Outra história: certa vez, encontrava-se no meio de uma floresta num local distante, quando sentiu iminente vontade de fazer “aquela necessidade matinal”. Para maior conforto, tirou do pulso um pesado relógio Omega em ouro e o pendurou num arbusto à sua frente. Terminado todos os procedimentos em que se envolveu naquela manhã, continuou sua viagem. Homem de negócios, nunca se preocupou com a falta do precioso relógio. Passaram-se dois anos e, precisando fazer o mesmo caminho daquela longínqua manhã, acabou localizando o seu relógio pelo barulhinho do tic-tac, que vinha do alto de uma árvore. Com alguma dificuldade conseguiu restituir ao seu punho esquerdo, o precioso marcador das horas e as gargalhadas dos amigos galhofeiros.
Mais uma: convidado para uma festa de casamento em cidade distante, decidiu levar no seu avião um leitão de origem algarvia, para cumprir os ritos gastronômicos “da terrinha.” Sucedeu-se que, em estando o avião a cerca de uns quatro mil metros de altura, o leitão se viu livre dos pés amarrados, cutucou com a cabeça a maçaneta da porta que, imediatamente se abriu e o leitãozinho despencou-se desastradamente da grande altura.
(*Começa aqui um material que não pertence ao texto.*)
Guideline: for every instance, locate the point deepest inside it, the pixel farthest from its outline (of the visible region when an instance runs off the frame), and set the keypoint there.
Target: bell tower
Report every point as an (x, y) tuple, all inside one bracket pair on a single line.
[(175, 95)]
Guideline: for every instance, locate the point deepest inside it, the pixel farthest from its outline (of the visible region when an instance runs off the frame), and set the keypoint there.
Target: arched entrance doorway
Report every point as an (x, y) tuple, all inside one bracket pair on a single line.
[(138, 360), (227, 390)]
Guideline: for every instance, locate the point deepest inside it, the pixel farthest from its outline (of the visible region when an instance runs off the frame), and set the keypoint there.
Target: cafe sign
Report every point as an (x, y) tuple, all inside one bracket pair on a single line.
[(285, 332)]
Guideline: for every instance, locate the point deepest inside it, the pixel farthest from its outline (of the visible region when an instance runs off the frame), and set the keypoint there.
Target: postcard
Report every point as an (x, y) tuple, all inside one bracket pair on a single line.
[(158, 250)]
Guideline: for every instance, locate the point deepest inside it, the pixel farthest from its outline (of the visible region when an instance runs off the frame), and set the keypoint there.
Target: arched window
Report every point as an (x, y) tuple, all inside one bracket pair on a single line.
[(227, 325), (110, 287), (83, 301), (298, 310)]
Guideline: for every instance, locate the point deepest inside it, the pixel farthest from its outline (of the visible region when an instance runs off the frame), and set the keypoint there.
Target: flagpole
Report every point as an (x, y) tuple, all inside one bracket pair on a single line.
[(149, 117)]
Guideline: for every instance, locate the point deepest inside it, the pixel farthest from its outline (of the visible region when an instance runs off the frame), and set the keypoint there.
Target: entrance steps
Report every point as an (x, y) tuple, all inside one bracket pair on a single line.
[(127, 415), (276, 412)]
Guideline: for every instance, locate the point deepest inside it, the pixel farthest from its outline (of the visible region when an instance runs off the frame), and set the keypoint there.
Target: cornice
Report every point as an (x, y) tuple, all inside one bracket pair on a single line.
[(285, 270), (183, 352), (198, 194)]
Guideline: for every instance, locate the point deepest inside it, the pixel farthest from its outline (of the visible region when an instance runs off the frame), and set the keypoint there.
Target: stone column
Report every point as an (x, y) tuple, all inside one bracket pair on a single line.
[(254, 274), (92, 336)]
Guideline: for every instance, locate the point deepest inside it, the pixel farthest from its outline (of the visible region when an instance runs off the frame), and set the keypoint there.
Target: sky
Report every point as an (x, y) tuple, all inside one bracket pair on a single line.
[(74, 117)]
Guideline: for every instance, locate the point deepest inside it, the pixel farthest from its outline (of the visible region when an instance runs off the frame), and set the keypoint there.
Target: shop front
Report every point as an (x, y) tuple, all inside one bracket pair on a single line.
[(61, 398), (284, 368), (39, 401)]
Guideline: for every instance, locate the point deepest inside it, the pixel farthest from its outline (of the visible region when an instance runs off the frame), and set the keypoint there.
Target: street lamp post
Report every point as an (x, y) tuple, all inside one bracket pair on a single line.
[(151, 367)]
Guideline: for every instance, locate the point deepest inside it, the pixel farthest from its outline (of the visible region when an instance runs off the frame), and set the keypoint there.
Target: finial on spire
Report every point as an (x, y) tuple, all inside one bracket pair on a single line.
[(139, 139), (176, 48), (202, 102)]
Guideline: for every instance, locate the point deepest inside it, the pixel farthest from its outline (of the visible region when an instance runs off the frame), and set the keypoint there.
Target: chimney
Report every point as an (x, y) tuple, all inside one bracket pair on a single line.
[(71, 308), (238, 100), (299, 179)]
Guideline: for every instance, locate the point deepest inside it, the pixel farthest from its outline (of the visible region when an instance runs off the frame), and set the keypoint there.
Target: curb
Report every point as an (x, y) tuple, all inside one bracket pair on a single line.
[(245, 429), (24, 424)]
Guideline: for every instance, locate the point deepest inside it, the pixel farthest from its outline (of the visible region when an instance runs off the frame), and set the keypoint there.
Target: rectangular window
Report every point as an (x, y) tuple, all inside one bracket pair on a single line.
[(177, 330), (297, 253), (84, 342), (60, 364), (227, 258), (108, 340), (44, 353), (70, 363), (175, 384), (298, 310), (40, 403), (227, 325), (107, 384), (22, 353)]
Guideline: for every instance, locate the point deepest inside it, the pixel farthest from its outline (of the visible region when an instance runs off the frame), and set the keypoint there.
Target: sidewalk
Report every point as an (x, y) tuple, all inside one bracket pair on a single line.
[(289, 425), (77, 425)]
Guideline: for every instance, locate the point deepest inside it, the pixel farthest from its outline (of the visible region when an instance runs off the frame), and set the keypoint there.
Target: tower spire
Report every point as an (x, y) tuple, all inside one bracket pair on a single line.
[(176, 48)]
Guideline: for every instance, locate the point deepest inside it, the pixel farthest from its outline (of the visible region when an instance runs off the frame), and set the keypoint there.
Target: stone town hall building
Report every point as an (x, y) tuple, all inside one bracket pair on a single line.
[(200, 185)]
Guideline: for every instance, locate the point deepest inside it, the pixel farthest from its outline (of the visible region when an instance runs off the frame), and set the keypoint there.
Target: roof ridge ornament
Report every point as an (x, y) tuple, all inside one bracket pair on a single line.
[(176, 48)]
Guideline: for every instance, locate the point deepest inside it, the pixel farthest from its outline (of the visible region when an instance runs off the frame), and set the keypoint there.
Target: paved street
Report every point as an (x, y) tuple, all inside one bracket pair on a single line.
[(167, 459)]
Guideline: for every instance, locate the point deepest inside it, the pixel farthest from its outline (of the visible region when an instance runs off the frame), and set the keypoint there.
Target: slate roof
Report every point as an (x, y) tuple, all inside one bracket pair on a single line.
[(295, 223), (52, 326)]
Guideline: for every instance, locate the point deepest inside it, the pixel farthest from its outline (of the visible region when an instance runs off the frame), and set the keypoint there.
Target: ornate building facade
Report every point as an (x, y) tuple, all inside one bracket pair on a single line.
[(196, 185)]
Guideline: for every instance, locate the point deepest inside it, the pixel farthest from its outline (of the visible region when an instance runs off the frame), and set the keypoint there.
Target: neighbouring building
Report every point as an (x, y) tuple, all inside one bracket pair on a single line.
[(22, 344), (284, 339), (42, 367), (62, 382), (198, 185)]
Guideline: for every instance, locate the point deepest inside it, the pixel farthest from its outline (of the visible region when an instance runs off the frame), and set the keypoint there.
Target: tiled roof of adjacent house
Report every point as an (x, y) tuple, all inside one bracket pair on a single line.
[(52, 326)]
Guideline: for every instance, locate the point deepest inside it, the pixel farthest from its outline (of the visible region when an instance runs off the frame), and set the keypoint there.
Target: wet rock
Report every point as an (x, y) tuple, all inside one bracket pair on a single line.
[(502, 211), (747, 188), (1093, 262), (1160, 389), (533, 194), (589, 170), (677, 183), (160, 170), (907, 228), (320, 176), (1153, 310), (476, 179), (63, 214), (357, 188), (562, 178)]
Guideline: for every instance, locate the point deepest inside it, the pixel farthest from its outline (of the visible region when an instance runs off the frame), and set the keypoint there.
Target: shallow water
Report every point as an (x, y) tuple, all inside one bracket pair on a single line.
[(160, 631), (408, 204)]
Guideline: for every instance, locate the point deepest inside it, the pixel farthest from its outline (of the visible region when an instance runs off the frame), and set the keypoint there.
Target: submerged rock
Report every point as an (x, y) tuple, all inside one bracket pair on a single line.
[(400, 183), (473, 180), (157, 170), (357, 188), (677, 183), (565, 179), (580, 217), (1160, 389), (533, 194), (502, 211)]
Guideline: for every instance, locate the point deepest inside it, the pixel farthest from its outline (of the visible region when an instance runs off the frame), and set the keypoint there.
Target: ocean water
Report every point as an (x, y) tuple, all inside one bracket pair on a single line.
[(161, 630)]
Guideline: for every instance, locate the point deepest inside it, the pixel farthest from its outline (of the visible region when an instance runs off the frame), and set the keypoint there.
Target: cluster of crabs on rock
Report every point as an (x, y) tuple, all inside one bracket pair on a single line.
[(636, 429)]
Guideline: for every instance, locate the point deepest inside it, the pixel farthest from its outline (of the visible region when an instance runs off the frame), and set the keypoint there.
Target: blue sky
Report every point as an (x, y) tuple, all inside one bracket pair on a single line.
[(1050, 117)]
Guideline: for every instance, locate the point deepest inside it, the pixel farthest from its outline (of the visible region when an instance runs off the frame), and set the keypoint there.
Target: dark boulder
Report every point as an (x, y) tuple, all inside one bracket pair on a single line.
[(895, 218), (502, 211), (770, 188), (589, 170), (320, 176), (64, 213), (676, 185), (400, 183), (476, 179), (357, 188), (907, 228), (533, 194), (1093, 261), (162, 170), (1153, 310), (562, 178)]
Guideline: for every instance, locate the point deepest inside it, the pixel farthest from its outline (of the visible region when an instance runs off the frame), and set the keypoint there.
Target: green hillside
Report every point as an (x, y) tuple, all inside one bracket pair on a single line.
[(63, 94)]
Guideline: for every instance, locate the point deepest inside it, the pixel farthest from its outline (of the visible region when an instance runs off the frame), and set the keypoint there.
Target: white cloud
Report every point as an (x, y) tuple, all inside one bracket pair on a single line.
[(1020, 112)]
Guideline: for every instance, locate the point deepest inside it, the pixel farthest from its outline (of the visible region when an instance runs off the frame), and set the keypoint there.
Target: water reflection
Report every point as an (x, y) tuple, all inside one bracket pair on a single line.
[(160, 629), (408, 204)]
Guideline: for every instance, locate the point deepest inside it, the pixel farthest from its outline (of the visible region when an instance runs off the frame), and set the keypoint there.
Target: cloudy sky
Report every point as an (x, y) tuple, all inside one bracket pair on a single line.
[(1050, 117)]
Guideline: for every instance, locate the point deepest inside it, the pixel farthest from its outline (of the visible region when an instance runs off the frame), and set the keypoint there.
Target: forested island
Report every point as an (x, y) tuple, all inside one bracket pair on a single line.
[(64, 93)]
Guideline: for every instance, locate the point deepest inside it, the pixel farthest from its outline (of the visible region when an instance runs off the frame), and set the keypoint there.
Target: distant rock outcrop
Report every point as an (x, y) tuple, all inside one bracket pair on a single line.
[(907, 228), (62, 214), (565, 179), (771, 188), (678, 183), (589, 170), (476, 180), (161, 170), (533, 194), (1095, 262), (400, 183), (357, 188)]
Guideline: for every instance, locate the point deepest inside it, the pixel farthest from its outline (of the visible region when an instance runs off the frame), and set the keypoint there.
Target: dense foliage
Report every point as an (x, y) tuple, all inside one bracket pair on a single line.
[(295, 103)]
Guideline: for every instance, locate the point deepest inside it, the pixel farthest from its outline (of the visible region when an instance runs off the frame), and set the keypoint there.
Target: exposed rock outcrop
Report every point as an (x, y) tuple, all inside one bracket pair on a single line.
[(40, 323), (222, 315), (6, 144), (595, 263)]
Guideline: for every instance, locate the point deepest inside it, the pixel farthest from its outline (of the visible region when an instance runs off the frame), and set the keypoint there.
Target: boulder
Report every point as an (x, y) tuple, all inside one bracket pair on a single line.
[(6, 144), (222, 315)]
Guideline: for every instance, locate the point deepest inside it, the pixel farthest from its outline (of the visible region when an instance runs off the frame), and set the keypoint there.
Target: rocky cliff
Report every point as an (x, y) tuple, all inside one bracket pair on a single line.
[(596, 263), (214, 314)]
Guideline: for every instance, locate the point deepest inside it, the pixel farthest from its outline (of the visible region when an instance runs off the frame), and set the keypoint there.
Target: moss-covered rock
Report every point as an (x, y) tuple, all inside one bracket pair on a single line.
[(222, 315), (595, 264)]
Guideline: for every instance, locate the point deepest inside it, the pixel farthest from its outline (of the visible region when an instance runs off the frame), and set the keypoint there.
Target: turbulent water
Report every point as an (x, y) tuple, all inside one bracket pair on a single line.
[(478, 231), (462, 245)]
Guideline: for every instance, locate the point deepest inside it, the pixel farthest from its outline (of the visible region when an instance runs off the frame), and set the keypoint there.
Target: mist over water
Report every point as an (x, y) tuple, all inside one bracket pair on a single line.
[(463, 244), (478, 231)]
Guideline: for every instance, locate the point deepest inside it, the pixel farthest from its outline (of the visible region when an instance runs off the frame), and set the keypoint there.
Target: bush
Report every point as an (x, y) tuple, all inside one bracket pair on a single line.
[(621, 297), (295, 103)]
Sem tempo, nem para pensar, Mané Matta mergulhou o avião no espaço com toda a velocidade possível, conseguindo alcançar e salvar o pobre bacorinho de uma morte cruel, que logo se espatifaria contra o solo. No dia seguinte, quando o “leitão da Bairrada” estava sendo servido aos comensais, era possível saber quem tinha realizado a maior proeza acrobática no céu azul daquele sertão: ele mesmo, o heroico Mané Matta!
Na verdade, estas e tantas outras histórias bizarras atribuídas ao ilustre e benfazejo cidadão Mané Matta, são menções positivas ao homem empreendedor que tanto honrou a Península onde nasceu, como também foi em Votuporanga a cidade privilegiada que ele escolheu para por em prática as grandezas que formatavam o seu arraigado espírito ibérico.